Druids: The Dark Holy Men of the Celts
by Thomas LeRoy ~ Founder of The Sect of the Horned God
Most of what we know of the ancient Druids was written by the Greeks and Romans, enemies of the Celts. And what they have written of these “Men of the Oak” has not been flattering. Today’s Druids play at being the jovial nature lovers, marching around Stonehenge on the Solstices performing rituals created in the early 19th century. But were the Druids really happy tree-huggers, or did they have a darker side?
The Druids were the Celtic priests, philosophers, judges and soothsayers who convened with the gods, and divined the future. They were political advisers who had influence over the decisions of kings and chiefs. The Druids were extremely powerful in Celtic society, a society known for its beautiful art, mythology, warrior culture and head-hunting.

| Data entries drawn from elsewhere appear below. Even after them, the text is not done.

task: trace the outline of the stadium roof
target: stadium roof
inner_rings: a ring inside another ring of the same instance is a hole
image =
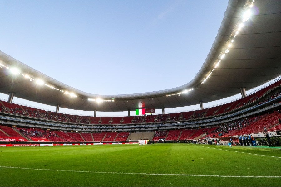
[[[210,52],[193,79],[177,88],[139,94],[86,93],[0,51],[0,92],[14,93],[17,97],[61,108],[102,112],[207,103],[239,94],[241,87],[249,90],[281,75],[280,23],[279,0],[231,0]]]

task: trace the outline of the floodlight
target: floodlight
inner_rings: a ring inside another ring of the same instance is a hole
[[[36,80],[36,84],[39,85],[42,85],[44,84],[44,82],[41,79],[37,79]]]
[[[16,68],[10,68],[10,70],[11,72],[14,75],[16,75],[19,74],[19,70]]]
[[[250,18],[250,16],[251,16],[251,14],[252,13],[251,12],[251,10],[250,9],[248,9],[246,11],[243,15],[243,20],[242,20],[243,22],[244,22],[248,21]]]

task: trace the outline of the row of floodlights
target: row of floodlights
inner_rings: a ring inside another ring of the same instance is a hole
[[[189,89],[188,90],[185,90],[182,91],[182,92],[178,92],[178,93],[176,93],[175,94],[169,94],[168,95],[166,95],[166,96],[172,96],[173,95],[180,95],[181,94],[187,94],[191,90],[193,90],[194,89],[193,88],[191,88]]]
[[[244,22],[247,21],[250,17],[252,15],[252,13],[251,12],[251,9],[254,5],[254,2],[255,0],[252,0],[252,2],[249,5],[248,4],[247,7],[245,8],[244,13],[243,14],[243,16],[241,19],[240,22],[238,22],[236,25],[234,27],[234,29],[232,31],[231,36],[232,36],[227,41],[225,46],[226,47],[225,47],[223,50],[223,51],[220,53],[220,55],[219,55],[219,58],[217,60],[217,63],[215,63],[214,67],[213,69],[210,72],[208,73],[205,78],[201,83],[201,84],[203,84],[206,82],[208,79],[210,78],[212,74],[214,72],[216,68],[218,67],[219,63],[221,61],[221,60],[223,59],[225,56],[226,54],[230,51],[230,49],[232,46],[232,45],[233,42],[234,42],[236,38],[237,35],[239,34],[239,32],[244,26],[244,24],[243,22]]]
[[[17,75],[20,74],[25,79],[29,79],[31,82],[34,82],[38,85],[44,85],[45,86],[52,89],[59,91],[62,93],[63,93],[64,94],[69,96],[71,98],[77,97],[77,95],[73,93],[67,91],[65,91],[56,88],[54,86],[45,83],[43,80],[41,79],[35,79],[32,78],[27,74],[25,74],[21,73],[20,70],[16,68],[10,68],[7,66],[5,65],[0,63],[0,68],[5,68],[9,70],[13,74]],[[114,98],[112,98],[112,99],[104,100],[100,98],[97,98],[96,99],[89,98],[88,100],[88,101],[96,101],[97,103],[101,103],[102,102],[113,102],[114,101]]]

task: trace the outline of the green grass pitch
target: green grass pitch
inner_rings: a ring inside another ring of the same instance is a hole
[[[252,147],[0,147],[0,186],[280,186],[280,163],[279,149]]]

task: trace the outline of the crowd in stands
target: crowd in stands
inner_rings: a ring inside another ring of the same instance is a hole
[[[42,131],[39,131],[37,129],[35,130],[32,130],[31,129],[29,130],[28,129],[21,129],[19,130],[19,131],[23,134],[28,137],[42,137],[43,136],[43,135],[47,135],[47,132],[46,130],[42,130],[43,131],[43,133]]]
[[[168,132],[167,131],[156,131],[155,136],[163,137],[166,136]]]

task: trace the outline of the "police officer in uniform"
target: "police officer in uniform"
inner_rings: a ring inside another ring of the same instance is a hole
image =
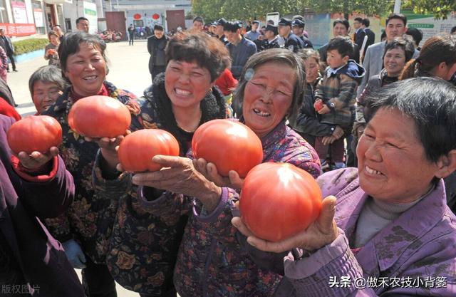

Roman texts accuse the Druids of performing human sacrifice. According to Caesar, the Druids believed that “The Gods delight in the slaughter of prisoners and criminals, and when the supply of captives runs short, they sacrifice even the innocent”. Tacitus claims the Druids “…deemed it a pious duty to cover their altars with the blood of captives and to consult their deities through human entrails.” Diodorus Siculus claims that the Druids, “… choose a person for death and stab him or her in the chest above the diaphragm. By the convulsion of the victim’s limbs and the spurting of blood, they foretell the future.”
We may be shocked at Celtic sacrifice and head-hunting, as were the Greeks and Romans, and wonder if such reports could have been exaggerated, seeking to portray the Celts as barbarians, thus giving Rome justification to conquer. But, in truth, the classical reports don’t even begin to compare with the gruesome evidence archaeologists have unearthed.
At Roquepertuse in southern France, a Celtic sanctuary from the third century B.C., yielded concrete evidence of severed heads used in rituals. A substantial Iron Age walled fort was in place there with a cultic shrine, dominated by decorative porticos with niches. Real and sculpted human heads were exhibited in these niches: the portico apparently constituted something of a gallery of heroes.
In Britain in the 1980’s, the bog-mummified body of a Druidic sacrifice “Lindow Man” came to light. Evidence showed that he was a person of high rank, perhaps even a Druid himself, killed about the time of the Roman invasions. Did the Druids do this to appease the gods so that they may aid them against the Romans?
Then came the discovery in 2000 of 150 human skeletons, found in a cave in Alveston, England. Evidence showed that the Druids may have killed their victims in a single event. It’s possible that the Roman invasion itself was responsible for the escalation in the Druids’ ritualized slaughter, according to the researchers.
Now, is it fair to judge the Druids through the filter of the 21st century? No.
The Celts were a people of their time. A brutal age. But still, the modern Druids should not ignore the fact that true Druidism is soaked in blood.